当時、盛り上がりを見せていたのが「CMJチャート」、大学生向けのミニコミ誌「カレッジメディアジャーナル」による音楽チャートです。そこには、ビルボードのようなダイナミズムこそないものの、熱心な音楽リスナーであるアメリカの大学生らによる、独自のミュージックチャートがあり、ユニークなバンドが小ブレイクをしていた。結果、大ブレイクしたのが「REM」なんですけれどね。
華のなさで大ブレイクしそこねたピクシーズ
ニルヴァーナ前夜のCMJで盛り上がっていたバンドといえば、ダイナソーJrやソニック・ユースなど、歪みまくった音を特徴とするギターポップ勢。アメリカのオリジナルパンクの影響が非常に色濃い連中です。
その中でも、独特のポップな曲調で人気を集めていたのが「ピクシーズ(PIXIES)」なのですが、まあメジャーでブレイクするには少々難点がありました。リードボーカルのブラック・フランシスを始めとして、華が一切ないのです。
ブラック・フランシスはとんでもないデブですし、ベースの紅一点キム・ディールはただの姉ちゃんです。ドラムとサイドギターに至っては、さながら中南米からやってきた不法移民……まあ、華がない。
しかし、彼らの音は非常に先鋭的でしたし、ニルヴァーナも大きな影響を受けたのは有名な話。
だって、彼らの最大のヒット曲「スメルズ・ライク・ティーン・スピリット」はピクシーズの「ディベイサー」という曲を耳コピーしていた際に生まれたという話もあるぐらいですから。
ロックとは本来、陰キャラのためのもの
「元々ロックなんて、友だちがいない子どものためのものなんだから」
そんなピクシーズのデブちんフロントマン、ブラック・フランシスの言葉です。
日本でも、大体満ち足りた学生生活を送っている人間は、アメリカのCMJチャートからピクシーズなんてバンドを見つけてきて悦に入ったりはしませんし、ギターを手に取ったりはしないもの。犬助の時代の、今でいう「リア充」は、カラオケ映えする曲ばかり聞いていたものです。
ロックとは本来、友だちがいないといった「陰キャラ」の心の隙間に染み入るものという言葉は、非常に的を射ていたのです。
オヤジにロックは必要ないのか?
最近のロックが心にしみないのはなぜなのか? しばらく、こんなことを考えていた時にふと思い出したのが、先述の言葉でした。
犬助の感受性のエッジが鈍ったか? とか、いや、つまらない音ばかりだからか? とか、色々考えていたのですが、何のことはない犬助自身が陰キャラからリア充へと、変貌を遂げたからに違いないという結論に達したのです。
家族を持ち、職場や取引先では良い仲間に恵まれ……そんなオヤジには、ロックなんて必要ないのです。
例えば、皆さんもご両親を思い出して下さい。
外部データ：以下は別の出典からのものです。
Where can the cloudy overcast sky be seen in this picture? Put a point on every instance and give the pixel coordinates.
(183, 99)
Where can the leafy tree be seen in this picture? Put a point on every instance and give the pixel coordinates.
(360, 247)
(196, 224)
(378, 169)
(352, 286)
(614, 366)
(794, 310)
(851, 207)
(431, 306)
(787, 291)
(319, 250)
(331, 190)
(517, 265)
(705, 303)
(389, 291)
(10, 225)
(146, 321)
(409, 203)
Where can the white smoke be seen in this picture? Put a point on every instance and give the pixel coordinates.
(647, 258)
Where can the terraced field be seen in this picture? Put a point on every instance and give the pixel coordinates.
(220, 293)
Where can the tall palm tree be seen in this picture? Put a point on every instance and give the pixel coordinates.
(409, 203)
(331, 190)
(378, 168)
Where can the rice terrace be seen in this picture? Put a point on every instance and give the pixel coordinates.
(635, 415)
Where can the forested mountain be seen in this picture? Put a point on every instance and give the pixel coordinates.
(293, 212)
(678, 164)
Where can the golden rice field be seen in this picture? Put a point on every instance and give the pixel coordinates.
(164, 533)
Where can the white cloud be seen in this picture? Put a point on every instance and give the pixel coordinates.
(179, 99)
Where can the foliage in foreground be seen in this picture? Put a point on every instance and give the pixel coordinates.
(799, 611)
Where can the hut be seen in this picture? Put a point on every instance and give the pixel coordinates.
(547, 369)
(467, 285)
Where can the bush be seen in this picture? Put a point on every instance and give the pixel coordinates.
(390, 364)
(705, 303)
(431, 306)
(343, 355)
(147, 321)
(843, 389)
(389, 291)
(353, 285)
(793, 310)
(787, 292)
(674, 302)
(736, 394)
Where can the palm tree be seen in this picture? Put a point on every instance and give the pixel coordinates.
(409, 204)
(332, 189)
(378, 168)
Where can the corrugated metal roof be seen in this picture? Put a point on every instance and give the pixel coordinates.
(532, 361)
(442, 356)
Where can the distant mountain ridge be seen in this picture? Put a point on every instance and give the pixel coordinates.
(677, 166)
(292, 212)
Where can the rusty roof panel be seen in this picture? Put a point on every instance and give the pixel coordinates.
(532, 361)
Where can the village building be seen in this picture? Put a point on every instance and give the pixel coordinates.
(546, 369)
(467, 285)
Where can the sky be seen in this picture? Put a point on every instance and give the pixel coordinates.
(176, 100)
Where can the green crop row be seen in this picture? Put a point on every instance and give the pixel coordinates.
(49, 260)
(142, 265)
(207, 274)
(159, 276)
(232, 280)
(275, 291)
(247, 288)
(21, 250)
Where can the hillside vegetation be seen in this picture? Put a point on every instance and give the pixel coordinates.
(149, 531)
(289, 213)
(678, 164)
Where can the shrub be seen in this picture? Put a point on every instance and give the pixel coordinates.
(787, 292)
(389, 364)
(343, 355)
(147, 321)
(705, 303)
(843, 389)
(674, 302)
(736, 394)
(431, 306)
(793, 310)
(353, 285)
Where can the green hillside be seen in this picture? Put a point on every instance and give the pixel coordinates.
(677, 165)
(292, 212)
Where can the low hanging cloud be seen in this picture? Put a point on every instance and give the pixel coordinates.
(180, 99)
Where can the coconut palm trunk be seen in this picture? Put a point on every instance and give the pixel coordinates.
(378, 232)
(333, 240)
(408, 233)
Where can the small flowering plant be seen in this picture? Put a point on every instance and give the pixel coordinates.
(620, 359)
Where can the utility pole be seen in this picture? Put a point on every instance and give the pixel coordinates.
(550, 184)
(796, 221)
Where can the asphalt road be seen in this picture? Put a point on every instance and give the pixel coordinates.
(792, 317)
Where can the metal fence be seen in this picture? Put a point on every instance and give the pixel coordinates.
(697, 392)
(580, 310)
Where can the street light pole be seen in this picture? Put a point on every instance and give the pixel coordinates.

彼らはロックなんて聴いていましたか? 絶対に聞いてはいないでしょう。
さて、件のピクシーズ、2004年の再結成以来、すっかり伝説のバンド扱いをされてしまい、フジロックフェスティバルやサマーソニックにも出演していました。
これで、ブラック・フランシスもリア充への転換を遂げたのかな? などと思った次第。
まあ、相変わらず、デブで冴えないルックスでしたけどね。